A partir del 1° de julio de 2025, entrará en un programa piloto de aseguramiento obligatorio para trabajadores de plataformas digitales, de acuerdo con las fracciones V y VI del artículo 291-K de la Ley Federal del Trabajo. Este nuevo marco requerirá que el Instituto Mexicano del Seguro Social (IMSS) y el Infonavit inscriban a estos trabajadores y manejen las cuotas obrero-patronales correspondientes, lo que introduce un nuevo conjunto de responsabilidades tanto para las plataformas como para los trabajadores.
Uno de los aspectos más críticos de esta reforma es la definición de ingreso neto, que determinará el estatus laboral de los repartidores. Esta definición debe manejarse con precisión para no desincentivar la flexibilidad que caracteriza la economía colaborativa. Numerosos trabajadores que usan estas plataformas como complemento a sus ingresos podrían perder la autonomía que les brinda este modelo si no se ajusta adecuadamente el umbral del ingreso neto.
Es importante señalar que, según los datos proporcionados por el Servicio de Administración Tributaria (SAT), existen 658,000 personas trabajando en plataformas digitales, pero solo 272,000 superan el umbral del salario mínimo mensual. Esto plantea una situación en la cual muchas personas que utilizan estas aplicaciones de manera esporádica podrían quedar fuera de la modalidad que les brinda seguridad social, a pesar de que su trabajo les confiera prácticamente todos los derechos laborales.
Los costos adicionales derivados de la burocracia generan preocupaciones tangibles. Se espera que las plataformas tengan que lidiar con cargas burocráticas que, en última instancia, pueden incrementar los gastos operativos, resultando en precios más elevados para los usuarios. Además, la falta de un análisis exhaustivo del costo de la inclusión de estos nuevos trabajadores en el sistema de seguridad social del IMSS podría poner presión sobre un sistema ya sobrecargado.
La reforma laboral también crea una paradoja al no extender la misma cobertura de seguridad social a otros grupos de trabajadores independientes, como taxistas o despachadores de gasolina, generando así una serie de distorsiones en el mercado laboral. Este enfoque podría resultar en una vulnerabilidad para los trabajadores que no se ajusten al nuevo régimen, lo que limita sus oportunidades de empleo y afecta sus ingresos.
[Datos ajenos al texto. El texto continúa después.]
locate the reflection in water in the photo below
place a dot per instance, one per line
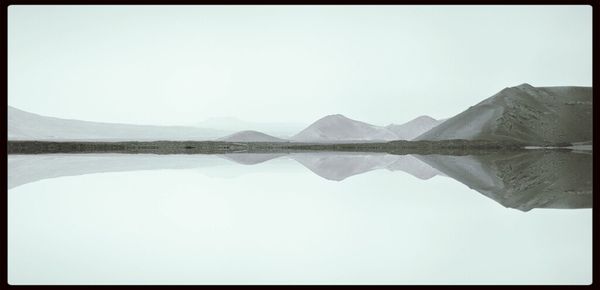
(527, 180)
(523, 180)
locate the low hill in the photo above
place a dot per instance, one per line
(414, 128)
(250, 136)
(339, 128)
(28, 126)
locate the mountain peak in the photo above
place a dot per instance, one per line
(337, 127)
(250, 136)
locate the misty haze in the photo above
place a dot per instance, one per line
(308, 145)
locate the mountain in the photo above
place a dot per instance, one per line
(250, 136)
(338, 128)
(526, 114)
(27, 126)
(278, 129)
(414, 128)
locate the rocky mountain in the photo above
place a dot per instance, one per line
(338, 128)
(414, 128)
(526, 114)
(27, 126)
(250, 136)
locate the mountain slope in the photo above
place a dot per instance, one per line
(338, 128)
(524, 114)
(414, 128)
(250, 136)
(27, 126)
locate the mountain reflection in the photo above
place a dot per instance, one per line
(520, 180)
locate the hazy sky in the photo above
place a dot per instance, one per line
(378, 64)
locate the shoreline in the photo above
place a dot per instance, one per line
(446, 147)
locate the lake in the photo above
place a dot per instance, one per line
(300, 218)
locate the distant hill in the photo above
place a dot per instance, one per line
(524, 114)
(414, 128)
(278, 129)
(250, 136)
(27, 126)
(338, 128)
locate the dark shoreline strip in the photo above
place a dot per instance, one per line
(447, 147)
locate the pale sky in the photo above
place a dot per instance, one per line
(378, 64)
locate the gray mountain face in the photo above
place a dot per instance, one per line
(526, 114)
(414, 128)
(27, 126)
(338, 128)
(250, 136)
(524, 180)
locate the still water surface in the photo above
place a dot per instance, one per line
(242, 219)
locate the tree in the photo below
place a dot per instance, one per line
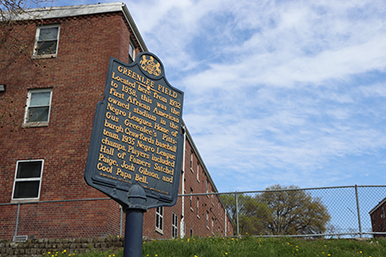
(251, 213)
(278, 211)
(293, 211)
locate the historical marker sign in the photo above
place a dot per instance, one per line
(136, 137)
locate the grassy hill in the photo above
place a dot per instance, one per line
(254, 246)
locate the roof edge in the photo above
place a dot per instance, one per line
(80, 10)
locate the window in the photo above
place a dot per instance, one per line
(159, 216)
(191, 161)
(38, 106)
(191, 199)
(174, 226)
(47, 40)
(131, 52)
(27, 181)
(198, 204)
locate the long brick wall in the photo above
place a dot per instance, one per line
(39, 247)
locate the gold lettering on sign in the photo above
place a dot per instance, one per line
(168, 139)
(167, 91)
(141, 179)
(113, 144)
(166, 146)
(110, 134)
(139, 162)
(112, 117)
(157, 96)
(134, 101)
(167, 179)
(120, 104)
(144, 171)
(165, 154)
(144, 90)
(109, 151)
(175, 103)
(113, 127)
(107, 160)
(116, 94)
(126, 166)
(116, 111)
(159, 128)
(146, 99)
(123, 174)
(138, 153)
(162, 161)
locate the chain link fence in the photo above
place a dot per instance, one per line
(312, 212)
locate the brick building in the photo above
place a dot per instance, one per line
(378, 220)
(52, 74)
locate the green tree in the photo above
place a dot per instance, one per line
(251, 213)
(293, 211)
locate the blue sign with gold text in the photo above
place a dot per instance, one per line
(136, 137)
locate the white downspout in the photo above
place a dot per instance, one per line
(182, 223)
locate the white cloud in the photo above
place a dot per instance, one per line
(276, 91)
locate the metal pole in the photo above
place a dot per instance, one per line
(358, 211)
(237, 214)
(133, 233)
(17, 221)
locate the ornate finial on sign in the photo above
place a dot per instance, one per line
(150, 66)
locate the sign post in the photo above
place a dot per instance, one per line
(136, 147)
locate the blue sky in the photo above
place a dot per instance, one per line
(276, 92)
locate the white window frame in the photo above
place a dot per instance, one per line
(28, 106)
(198, 172)
(159, 217)
(174, 225)
(17, 180)
(191, 162)
(198, 207)
(35, 53)
(132, 52)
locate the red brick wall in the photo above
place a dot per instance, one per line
(77, 76)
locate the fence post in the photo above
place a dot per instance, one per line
(358, 211)
(237, 214)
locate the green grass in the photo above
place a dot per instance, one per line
(254, 246)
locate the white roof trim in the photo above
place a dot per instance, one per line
(79, 10)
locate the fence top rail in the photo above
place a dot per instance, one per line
(279, 190)
(56, 201)
(200, 194)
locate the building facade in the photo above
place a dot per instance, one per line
(50, 87)
(378, 219)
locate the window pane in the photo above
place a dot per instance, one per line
(46, 47)
(29, 169)
(40, 99)
(38, 114)
(48, 34)
(26, 189)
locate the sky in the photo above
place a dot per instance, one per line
(276, 92)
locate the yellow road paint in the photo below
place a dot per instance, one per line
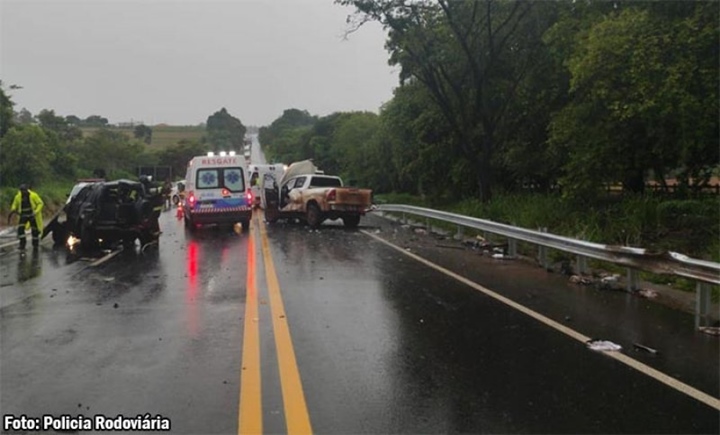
(250, 412)
(296, 413)
(635, 364)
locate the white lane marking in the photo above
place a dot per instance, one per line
(630, 362)
(101, 260)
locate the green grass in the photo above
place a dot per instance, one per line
(163, 135)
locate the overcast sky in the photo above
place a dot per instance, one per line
(177, 62)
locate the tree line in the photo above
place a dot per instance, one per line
(47, 147)
(501, 95)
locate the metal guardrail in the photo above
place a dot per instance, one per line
(705, 273)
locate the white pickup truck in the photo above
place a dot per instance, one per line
(315, 197)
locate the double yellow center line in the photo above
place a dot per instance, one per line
(297, 418)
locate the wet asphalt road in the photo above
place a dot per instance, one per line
(338, 332)
(383, 344)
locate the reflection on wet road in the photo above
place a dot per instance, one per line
(223, 332)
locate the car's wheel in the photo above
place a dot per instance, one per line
(313, 216)
(146, 237)
(351, 221)
(59, 234)
(87, 237)
(189, 224)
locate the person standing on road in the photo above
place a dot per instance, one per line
(28, 205)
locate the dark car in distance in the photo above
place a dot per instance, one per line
(103, 214)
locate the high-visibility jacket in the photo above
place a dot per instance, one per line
(36, 205)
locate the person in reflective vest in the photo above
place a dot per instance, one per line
(28, 205)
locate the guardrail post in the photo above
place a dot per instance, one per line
(460, 232)
(512, 247)
(581, 264)
(631, 279)
(542, 251)
(702, 304)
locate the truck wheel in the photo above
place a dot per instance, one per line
(313, 216)
(351, 221)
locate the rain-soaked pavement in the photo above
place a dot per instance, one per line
(381, 343)
(282, 329)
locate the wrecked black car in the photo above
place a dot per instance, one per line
(103, 214)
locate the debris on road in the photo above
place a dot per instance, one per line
(448, 246)
(577, 279)
(711, 330)
(610, 279)
(649, 294)
(645, 348)
(603, 346)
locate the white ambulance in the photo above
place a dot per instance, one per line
(260, 175)
(217, 191)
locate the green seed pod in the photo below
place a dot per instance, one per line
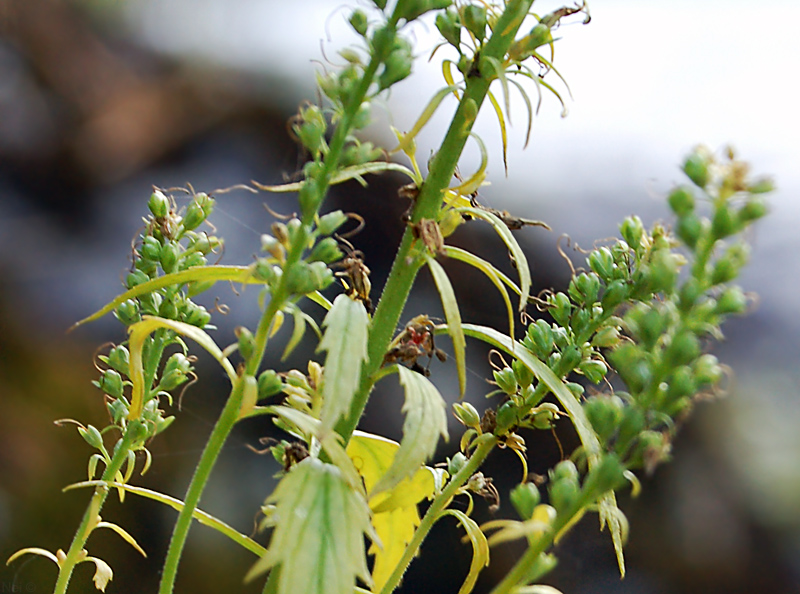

Una solución más justa sería el diseño de un sistema de seguridad social universal que no esté ligado a la subordinación laboral. Este sistema permitiría que los trabajadores de plataformas contribuyan a un fondo de salud y pensiones a través de cuentas individuales, asegurando así su flexibilidad y autonomía sin imponer una carga completa a las plataformas.
La sentencia de la SCJN y la inminente implementación del programa de aseguramiento obligatorio resaltan el desafío de regular un sector que combina tecnología, trabajo y movilidad. La clave radica en la correcta definición del ingreso neto y en repensar los esquemas de seguridad social para proteger a los trabajadores, a la vez que se fomenta un entorno donde continúe prosperando la innovación en el ámbito digital. Sin un ajuste adecuado, se corre el riesgo de perder oportunidades de crecimiento en un sector crítico para la economía moderna.